Grond van de verkiezing?
Dit artikel sluit nauw aan bij het voorgaande artikel 9. We leven in een tijd, waarin vaak gevraagd wordt naar het waarom van dingen die we horen en meemaken. De waaromvragen zijn vele en de antwoorden daarop wellicht nog meerder. We kunnen dit in het kort verklaren als we denken aan het gegeven dat de mens alles wil bevatten en ook over alles wil heersen. Het als God willen zijn, is dan daarbij de diepste oorzaak. Dat er ook zaken voor ons verborgen zijn en blijven, prikkelt onze wijsheid en roept ook vaak weerstand op.

Bij de vragen over de oorzaak van de zaligheid en de verantwoordelijkheid daarvan, zien we ook het verlangen openbaar komen naar het willen en kunnen verklaren daarvan.

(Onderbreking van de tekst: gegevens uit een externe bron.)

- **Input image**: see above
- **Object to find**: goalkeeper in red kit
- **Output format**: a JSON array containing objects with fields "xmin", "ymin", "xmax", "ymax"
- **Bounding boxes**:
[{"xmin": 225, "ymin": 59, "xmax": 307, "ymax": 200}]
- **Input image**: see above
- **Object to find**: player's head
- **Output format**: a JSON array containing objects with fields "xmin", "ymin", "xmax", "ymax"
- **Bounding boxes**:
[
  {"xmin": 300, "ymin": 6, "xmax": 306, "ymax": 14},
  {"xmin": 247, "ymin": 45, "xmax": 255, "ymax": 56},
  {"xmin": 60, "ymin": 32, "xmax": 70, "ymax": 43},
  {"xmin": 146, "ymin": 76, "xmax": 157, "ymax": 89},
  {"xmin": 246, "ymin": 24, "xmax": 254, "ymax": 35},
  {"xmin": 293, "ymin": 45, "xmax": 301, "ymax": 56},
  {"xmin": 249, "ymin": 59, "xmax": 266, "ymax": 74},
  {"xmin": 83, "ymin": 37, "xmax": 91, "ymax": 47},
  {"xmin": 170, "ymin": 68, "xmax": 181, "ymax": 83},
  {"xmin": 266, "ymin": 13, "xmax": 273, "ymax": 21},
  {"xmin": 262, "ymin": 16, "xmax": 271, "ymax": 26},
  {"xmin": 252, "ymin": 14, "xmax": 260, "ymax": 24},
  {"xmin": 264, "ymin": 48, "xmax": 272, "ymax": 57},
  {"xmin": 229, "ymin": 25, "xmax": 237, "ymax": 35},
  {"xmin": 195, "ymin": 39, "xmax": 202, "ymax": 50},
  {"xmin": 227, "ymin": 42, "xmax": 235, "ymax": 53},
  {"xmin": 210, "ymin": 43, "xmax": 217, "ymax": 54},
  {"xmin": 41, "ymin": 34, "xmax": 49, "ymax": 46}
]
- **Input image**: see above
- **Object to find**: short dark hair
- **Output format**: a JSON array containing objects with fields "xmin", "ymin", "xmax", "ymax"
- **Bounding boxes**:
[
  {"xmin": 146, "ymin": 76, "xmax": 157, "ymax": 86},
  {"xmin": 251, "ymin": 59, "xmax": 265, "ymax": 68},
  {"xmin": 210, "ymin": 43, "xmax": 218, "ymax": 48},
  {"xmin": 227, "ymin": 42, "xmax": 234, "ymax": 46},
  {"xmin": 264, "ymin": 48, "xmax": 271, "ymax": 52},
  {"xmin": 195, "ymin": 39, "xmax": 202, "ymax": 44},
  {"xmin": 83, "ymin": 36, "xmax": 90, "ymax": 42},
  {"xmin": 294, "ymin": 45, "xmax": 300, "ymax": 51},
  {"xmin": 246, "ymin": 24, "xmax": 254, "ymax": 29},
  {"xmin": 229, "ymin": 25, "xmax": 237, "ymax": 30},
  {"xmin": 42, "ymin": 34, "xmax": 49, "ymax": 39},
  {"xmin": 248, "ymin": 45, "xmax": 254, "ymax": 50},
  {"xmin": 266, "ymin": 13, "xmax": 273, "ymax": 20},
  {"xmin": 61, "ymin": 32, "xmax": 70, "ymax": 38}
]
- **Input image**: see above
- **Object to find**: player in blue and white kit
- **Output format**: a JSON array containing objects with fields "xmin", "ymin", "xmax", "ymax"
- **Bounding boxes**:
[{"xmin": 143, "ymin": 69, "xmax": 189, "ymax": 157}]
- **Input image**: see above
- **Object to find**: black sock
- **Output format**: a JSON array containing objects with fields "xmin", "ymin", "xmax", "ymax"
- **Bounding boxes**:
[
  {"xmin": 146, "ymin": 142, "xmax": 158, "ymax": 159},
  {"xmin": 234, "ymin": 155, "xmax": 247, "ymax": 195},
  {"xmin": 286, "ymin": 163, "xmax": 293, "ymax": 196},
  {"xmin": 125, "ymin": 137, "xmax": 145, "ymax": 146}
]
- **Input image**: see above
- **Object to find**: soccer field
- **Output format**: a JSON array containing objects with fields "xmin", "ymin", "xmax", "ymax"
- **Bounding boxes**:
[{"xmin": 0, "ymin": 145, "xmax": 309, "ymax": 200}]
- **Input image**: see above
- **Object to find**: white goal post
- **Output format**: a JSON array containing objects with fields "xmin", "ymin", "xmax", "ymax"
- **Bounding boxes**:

Dan komen menselijke meningen en inzichten snel op de voorgrond te staan en wil de mens ook een grote plaats innemen. Het is aan de mens, en dan bedoelen we de gevallen mens, eigen om zelf veel te doen en te kunnen doen. Het werken voor iets en dus ook voor de zaligheid ligt ons wel. En zo meent de mens ook, zoals we gezien hebben, dat er plaats is voor zijn daden bij de vraag naar de zaligheid. Zo moet er ook bij het leerstuk van de uitverkiezing een plaats zijn voor de inbreng van de mens. Dan ligt de oorzaak van de verkiezing tot zaligheid in de mens en in bepaalde waardigheden van die mens. Niet dat alle mensen zalig worden of de zaligheid verdienen, maar dat zou beslist wel mogelijk zijn. Op de vraag naar de oorzaak van de verkiezing, komen de Dordtse vaderen in dit artikel terug. Wat is de diepste oorzaak van de verkiezing van God, zodat goddelozen zalig worden? Daarbij gaat het om de eer van de Heere en de vastheid van de verkiezing.

Troosteloze dwaasheid
De discussie hierbij is of de grond voor de verkiezing in de mens of in de Heere ligt. Daarbij kunnen we ons ook afvragen of er wel wat over te zeggen valt. Is dit voor ons niet verborgen en hebben we daarom maar te zwijgen? Gaan we grenzen over en komen we in een gebied dat onbekend is? Gods heilig en onfeilbaar Woord geeft een duidelijk antwoord op de vraag naar de oorzaak van de uitverkiezing. Dat er altijd weer anders gesproken en gedacht wordt, heeft te maken met het feit dat de mens van nature niet wil buigen onder Gods Woord. Hij ruilt de vaste waarheid in voor een betwijfelbare mogelijkheid. De waarheid en werkelijkheid, dat de mens onbekwaam is tot enig goed en geneigd tot alle kwaad, is zo stuitend en roept zoveel weerstand op, dat er wel een andere mening moet zijn, die tegen Gods Woord ingaat. Een heersen over dat Woord van God, dat eeu-wig zeker is, is het kenmerk van het ongeloof van de mens. Dat er zo geen troost is en ook geen enkel houvast in het leven, wordt met veel troosteloze en goddeloze woorden bedekt en afgeweerd. De Heilige Geest laat een andere weg horen en zien.

Troostvolle waarheid
Troostvol is echter de leer uit de Heilige Schrift, de boodschap die een heilig God laat verkondigen en het wonder dat zondaren in de enige troost gaan delen. Dan houdt een in zichzelf verloren mens het wonder van Gods genade over. Daarmee wordt nadrukkelijk afgewezen, dat mensen aan voorwaarden moeten voldoen om voor verkiezing in aanmerking te komen. De verkiezing berust zo ook niet op willekeur, goede werken of bepaalde eigenschappen van mensen. Het is ook een mening die gemakkelijk vanuit Gods Woord kan worden afgewezen. Hoe zou Paulus bijvoorbeeld ooit zalig kunnen worden indien hij eerst aan voorwaarden zou moeten voldoen of bepaalde eigenschappen zou moeten bezitten? Hij was een vrome vijand van de Heere en een briesend paard, dat op weg was naar de rampzaligheid. Als er iets in hem gezocht zou moeten worden, dan zouden de remonstranten een godonterende voorwaarde in deze man vinden. Er was in deze man totaal niets waarin hij de Heere welaangenaam was. Er was echter voor deze vijand genade. Waarom? Dan komen we uit bij het wonder van Gods welbehagen. En dat is troostvol en vertroostend voor ontdekte troostelozen.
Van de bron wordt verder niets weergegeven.